The site possesses a number of major benefits: the quality of the soil, a favorable climate, the experience and expertise of its people. The result is a unique conjunction of forces...
Grand-Puy-Lacoste enjoys an exceptional terroir. The soil is gravel, the alluvial stones which ensure an excellent drainage of rainwater.
The originality of the Médoc's soil comes from two million years of history. Its gravel is the geological product of the quaternary era, when stones brought from the Pyrenees by the Garonne were deposited along the banks of its estuary, the Gironde.
Today layers of varying depth are composed of gravel mixed with sand and a little clay. They form "gravel outcrops”, separated by small streams called "jalles” in the local dialect which drain water to the Gironde. In Pauillac these vast and numerous outcrops are recognized as being particularly well-suited for top quality vine growing.
This gravely soil has the advantage of absorbing heat during the day and releasing it to the grapes at night, eliminating excessive variations in temperature and promoting even ripening in the grapes.

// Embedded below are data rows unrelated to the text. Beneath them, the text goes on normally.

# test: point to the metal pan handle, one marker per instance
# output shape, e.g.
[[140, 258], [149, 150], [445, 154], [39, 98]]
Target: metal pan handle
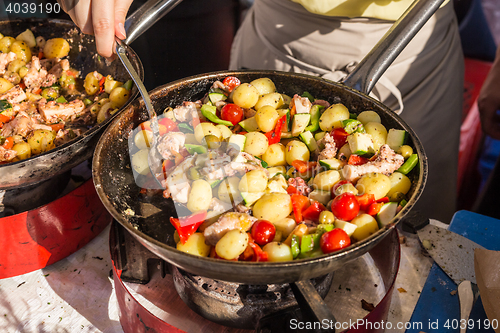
[[376, 62], [147, 15]]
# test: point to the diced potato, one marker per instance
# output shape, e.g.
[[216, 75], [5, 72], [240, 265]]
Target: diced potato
[[195, 245], [27, 37], [56, 48], [278, 251]]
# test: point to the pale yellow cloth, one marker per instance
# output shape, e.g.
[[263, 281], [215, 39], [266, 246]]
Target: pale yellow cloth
[[382, 9]]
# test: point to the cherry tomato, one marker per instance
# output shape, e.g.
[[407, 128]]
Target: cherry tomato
[[345, 206], [263, 232], [169, 124], [334, 240], [231, 112], [339, 136], [231, 82], [337, 185]]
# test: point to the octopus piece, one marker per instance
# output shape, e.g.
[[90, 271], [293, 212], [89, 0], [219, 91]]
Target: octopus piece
[[386, 162], [53, 112], [301, 104], [300, 184], [188, 111], [330, 150], [14, 95], [7, 155], [37, 76], [171, 144], [22, 124], [225, 223], [177, 182], [5, 59]]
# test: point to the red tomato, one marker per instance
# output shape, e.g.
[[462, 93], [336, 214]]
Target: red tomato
[[337, 185], [231, 112], [339, 136], [263, 232], [231, 82], [345, 206], [334, 240]]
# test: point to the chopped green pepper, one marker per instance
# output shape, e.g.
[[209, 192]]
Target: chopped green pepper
[[315, 115], [409, 164], [208, 111]]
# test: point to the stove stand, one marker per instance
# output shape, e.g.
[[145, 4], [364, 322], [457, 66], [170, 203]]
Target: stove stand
[[268, 308]]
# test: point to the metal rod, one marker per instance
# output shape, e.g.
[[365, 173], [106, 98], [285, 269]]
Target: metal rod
[[376, 62]]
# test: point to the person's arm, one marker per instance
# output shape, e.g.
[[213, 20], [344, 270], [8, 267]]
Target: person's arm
[[489, 100], [102, 18]]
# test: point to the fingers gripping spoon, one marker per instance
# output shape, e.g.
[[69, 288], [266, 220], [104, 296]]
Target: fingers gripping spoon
[[154, 158]]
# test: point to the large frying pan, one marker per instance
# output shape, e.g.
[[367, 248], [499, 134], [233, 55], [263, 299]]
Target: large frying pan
[[147, 217], [83, 57]]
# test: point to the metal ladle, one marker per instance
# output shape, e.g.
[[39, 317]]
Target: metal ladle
[[136, 24]]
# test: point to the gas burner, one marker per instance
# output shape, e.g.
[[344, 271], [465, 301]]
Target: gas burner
[[147, 296]]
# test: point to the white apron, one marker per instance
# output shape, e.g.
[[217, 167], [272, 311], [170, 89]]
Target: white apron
[[282, 35]]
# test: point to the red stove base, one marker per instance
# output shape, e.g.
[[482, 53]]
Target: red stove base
[[35, 239], [137, 314]]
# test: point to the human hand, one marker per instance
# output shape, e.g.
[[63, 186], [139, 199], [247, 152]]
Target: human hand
[[102, 18], [489, 101]]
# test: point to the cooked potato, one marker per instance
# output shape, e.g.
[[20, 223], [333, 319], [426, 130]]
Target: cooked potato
[[230, 186], [91, 83], [264, 85], [325, 180], [275, 155], [273, 207], [378, 133], [5, 44], [15, 65], [140, 162], [253, 181], [375, 183], [225, 131], [5, 85], [40, 41], [200, 196], [278, 251], [22, 50], [245, 95], [256, 143], [273, 99], [56, 48], [296, 150], [203, 129], [27, 37], [41, 141], [266, 118], [333, 116], [195, 245], [142, 139], [399, 183], [119, 96], [366, 225], [286, 226], [232, 244], [366, 117], [23, 150]]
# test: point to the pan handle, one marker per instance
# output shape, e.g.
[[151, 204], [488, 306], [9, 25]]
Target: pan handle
[[147, 15], [376, 62]]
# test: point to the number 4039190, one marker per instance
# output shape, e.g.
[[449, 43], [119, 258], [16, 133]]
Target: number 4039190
[[32, 8]]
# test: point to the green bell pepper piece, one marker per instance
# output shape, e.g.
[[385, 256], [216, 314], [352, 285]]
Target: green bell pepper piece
[[208, 111]]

The vineyards of Grand-Puy-Lacoste are planted on very deep gravel, forcing the plants to develop an extensive root system to find the water and nourishment needed for growth. Because of the soil's poor quality, the vines "suffer for their beauty” and become more resistant with age, producing fully developed grapes with a fine sugar-acid balance. Cabernet Sauvignon is particularly well suited for this type of soil: it's a late ripening variety which needs a longer period to reach maturity than Merlot, so the heat given off by the gravel helps accelerate its growth.
Like the totality of Pauillac's growths, Grand-Puy-Lacoste benefits from Aquitaine's oceanic climate which is greatly influenced by the proximity of the Atlantic and the Gironde estuary, particularly wide at this point.
Situated along the 45th parallel, the Médoc vineyards enjoy a very balanced climate marked by great sunshine, hot summers and mild winters. But this terroir is especially influenced by a unique phenomenon: winds coming from the ocean and the estuary which create a particularly favorable microclimate. Strong ocean winds cross the coastal pine forest and slow down as they meet air currents from the estuary, introducing a measure of humidity to the atmosphere.
The climate of the Pauillac appellation is shaped by its proximity to the Gironde, which has its own moderating influence on temperatures. At each stage of the vine's growth, from bud-break to the grapes' ripening and harvest, climate variations define the harvest's character. The finest vintages are always the product of a hot and dry summer, followed by a fine late-growing season.
The date of picking is carefully studied according to the maturity of the fruit, which must be optimal.